Nine southern states passed Jim Crow laws that segregated
African Americans in the south from sharing the same

facilities such as bathrooms, water fountains, and public


transportations. In 1896, the Plessy vs. Ferguson case
depicted the unjust discrimination of the African Americans.
Ferguson states, " slavery, as an institution tolerate by law,
would, it is true, have disappeared form our country; but
there would remain a power in the states, by sinister
legislation, to interfere with the full enjoyment of the
blessings of freedom, to regulate civil rights, common to all
citizens...," portraying the unequal treatment the African
Americans in the south underwent even though they were
granted citizenship and abolishment of slavery. This separate
but equal ruling restricted African Americans from fully being
able to use their rights as citizens.
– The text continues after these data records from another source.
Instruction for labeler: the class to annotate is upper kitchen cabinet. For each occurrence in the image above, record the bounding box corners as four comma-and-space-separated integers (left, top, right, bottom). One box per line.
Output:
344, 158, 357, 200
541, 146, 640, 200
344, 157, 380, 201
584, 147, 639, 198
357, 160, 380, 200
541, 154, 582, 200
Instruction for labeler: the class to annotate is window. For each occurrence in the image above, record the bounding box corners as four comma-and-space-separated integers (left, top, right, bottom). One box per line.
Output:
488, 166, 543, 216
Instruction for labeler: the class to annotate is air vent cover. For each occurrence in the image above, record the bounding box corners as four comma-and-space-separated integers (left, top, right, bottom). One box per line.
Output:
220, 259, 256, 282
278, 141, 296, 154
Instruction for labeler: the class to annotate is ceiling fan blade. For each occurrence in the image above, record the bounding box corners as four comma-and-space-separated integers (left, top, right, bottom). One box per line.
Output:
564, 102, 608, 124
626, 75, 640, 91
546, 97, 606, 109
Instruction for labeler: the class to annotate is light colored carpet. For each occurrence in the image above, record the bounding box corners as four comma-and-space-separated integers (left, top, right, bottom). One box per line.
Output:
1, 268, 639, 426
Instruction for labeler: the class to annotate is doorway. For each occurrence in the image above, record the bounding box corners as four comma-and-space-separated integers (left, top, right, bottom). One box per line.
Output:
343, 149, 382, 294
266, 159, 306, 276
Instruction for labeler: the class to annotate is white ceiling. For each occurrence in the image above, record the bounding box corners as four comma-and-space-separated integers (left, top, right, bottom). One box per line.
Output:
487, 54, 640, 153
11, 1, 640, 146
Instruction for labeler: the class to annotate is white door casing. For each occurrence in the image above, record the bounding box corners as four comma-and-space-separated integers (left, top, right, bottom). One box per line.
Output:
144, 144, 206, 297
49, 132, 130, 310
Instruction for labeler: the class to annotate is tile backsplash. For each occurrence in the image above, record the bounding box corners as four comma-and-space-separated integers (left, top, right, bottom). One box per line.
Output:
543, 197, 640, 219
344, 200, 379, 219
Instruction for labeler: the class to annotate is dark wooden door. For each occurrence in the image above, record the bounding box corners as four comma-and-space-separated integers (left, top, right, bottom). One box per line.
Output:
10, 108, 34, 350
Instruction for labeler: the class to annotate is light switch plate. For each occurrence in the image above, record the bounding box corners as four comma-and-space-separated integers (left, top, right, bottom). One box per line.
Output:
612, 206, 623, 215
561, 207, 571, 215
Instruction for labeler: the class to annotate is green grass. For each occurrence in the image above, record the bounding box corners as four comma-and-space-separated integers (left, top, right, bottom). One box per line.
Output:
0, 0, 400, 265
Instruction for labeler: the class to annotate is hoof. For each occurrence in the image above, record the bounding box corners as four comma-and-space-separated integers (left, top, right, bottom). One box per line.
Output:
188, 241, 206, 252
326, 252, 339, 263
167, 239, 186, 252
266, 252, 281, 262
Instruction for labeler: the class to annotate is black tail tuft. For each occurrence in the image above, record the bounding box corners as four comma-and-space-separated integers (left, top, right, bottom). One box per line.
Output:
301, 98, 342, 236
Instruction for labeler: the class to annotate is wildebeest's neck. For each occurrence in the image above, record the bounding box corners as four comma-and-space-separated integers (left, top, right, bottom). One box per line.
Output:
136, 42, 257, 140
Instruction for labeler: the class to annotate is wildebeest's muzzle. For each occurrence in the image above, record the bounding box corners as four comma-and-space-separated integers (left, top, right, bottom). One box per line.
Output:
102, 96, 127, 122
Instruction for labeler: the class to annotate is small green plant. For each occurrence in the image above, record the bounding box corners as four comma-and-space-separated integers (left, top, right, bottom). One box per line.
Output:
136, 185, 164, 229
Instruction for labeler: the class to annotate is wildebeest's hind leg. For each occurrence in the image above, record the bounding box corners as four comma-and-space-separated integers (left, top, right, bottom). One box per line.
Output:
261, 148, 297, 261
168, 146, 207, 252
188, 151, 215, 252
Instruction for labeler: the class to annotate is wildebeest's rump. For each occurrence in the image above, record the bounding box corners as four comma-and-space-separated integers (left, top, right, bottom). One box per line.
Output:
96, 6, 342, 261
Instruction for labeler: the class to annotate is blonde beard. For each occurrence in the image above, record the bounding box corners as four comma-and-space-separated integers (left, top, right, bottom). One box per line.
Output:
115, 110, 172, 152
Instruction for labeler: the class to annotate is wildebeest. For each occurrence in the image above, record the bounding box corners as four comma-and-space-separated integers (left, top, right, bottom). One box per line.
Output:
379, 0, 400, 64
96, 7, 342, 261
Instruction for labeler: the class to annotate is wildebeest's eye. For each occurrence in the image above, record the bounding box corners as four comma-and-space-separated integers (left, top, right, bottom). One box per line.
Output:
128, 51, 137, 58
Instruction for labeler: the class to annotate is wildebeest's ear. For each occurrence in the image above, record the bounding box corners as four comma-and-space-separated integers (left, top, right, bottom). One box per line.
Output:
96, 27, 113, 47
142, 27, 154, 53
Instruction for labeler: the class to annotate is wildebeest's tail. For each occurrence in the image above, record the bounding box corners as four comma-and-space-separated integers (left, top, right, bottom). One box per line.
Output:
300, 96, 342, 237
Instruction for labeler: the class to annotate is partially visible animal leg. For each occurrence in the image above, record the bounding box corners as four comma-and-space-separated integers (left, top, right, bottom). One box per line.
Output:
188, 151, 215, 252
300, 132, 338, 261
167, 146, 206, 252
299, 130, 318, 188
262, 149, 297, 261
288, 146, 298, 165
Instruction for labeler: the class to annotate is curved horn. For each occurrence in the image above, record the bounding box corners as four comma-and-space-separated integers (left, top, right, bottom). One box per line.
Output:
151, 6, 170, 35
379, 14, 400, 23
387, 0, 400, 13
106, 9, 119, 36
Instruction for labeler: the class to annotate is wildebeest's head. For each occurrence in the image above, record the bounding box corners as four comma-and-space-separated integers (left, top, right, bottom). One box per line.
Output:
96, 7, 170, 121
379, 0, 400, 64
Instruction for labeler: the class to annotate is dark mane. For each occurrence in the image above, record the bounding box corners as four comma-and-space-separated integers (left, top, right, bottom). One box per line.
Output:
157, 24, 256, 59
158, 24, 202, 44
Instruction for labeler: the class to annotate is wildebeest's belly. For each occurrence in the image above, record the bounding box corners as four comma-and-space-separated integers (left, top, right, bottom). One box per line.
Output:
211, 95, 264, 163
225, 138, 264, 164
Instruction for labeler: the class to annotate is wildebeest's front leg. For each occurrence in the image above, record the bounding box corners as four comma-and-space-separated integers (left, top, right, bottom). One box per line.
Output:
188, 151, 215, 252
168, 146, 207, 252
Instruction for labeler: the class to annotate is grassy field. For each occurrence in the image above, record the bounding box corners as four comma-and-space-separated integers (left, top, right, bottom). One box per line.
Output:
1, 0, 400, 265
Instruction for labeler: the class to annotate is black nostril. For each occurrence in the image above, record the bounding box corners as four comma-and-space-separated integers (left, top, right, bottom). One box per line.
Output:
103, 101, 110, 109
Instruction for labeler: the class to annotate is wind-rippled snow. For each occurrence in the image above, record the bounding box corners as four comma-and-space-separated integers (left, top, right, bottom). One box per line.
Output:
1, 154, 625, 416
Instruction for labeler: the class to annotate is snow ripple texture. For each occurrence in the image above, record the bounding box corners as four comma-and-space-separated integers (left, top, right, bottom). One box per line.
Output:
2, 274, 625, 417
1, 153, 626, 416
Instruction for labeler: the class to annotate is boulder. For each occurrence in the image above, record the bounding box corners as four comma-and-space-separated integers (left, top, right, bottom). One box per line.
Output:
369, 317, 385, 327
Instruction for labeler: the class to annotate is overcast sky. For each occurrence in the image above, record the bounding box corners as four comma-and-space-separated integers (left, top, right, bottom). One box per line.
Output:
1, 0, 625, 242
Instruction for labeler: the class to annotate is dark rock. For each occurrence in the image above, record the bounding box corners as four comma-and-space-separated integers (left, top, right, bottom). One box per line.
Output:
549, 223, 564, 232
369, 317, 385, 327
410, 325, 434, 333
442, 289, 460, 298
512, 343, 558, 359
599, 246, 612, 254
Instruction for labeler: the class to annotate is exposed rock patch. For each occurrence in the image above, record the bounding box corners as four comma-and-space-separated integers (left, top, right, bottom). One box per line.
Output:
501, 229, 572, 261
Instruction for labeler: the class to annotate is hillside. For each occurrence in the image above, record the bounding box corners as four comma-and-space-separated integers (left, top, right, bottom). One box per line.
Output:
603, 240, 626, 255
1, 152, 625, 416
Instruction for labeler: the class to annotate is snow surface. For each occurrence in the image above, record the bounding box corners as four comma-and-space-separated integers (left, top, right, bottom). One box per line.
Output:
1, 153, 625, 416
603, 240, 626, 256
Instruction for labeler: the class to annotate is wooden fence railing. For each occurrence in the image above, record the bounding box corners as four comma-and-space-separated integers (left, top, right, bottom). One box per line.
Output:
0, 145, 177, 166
Steven Thaddeus, who
advocated for the racial equality of the African Americans
believed that, "every man, no matter what his race or color;
every earthly being who has an immortal soul, has an equal
right to justice, honesty, and fair play with every other man;
and the law should secure him these rights." He believed that
because the African Americans were citizens of the United
States, discriminating them against the whites did not give
them the full citizenship they deserve.
The inequality of rights given to citizens or immigrants
are demonstrated through the former African American
slaves and Chinese workers in the United States during the
Civil War to 1900. Based on race, gender, or class, Chinese
workers and former African American slaves in the south were
prevented from obtaining full citizenship. Chinese workers
who came to the United States for jobs were stripped from
becoming citizens due to the Chinese Exclusion Act of 1882
and the white workers. As for the former African Americans
who received citizenship, could not actively participate in
applying their rights due their history of being slaves, various
laws, and social groups such as the southern whites. Each
and every person possess their own rights that should not be
restricted or ignored by political, economic, or social

problems but rather be given freedom to access their rights


despite their color, gender, or class.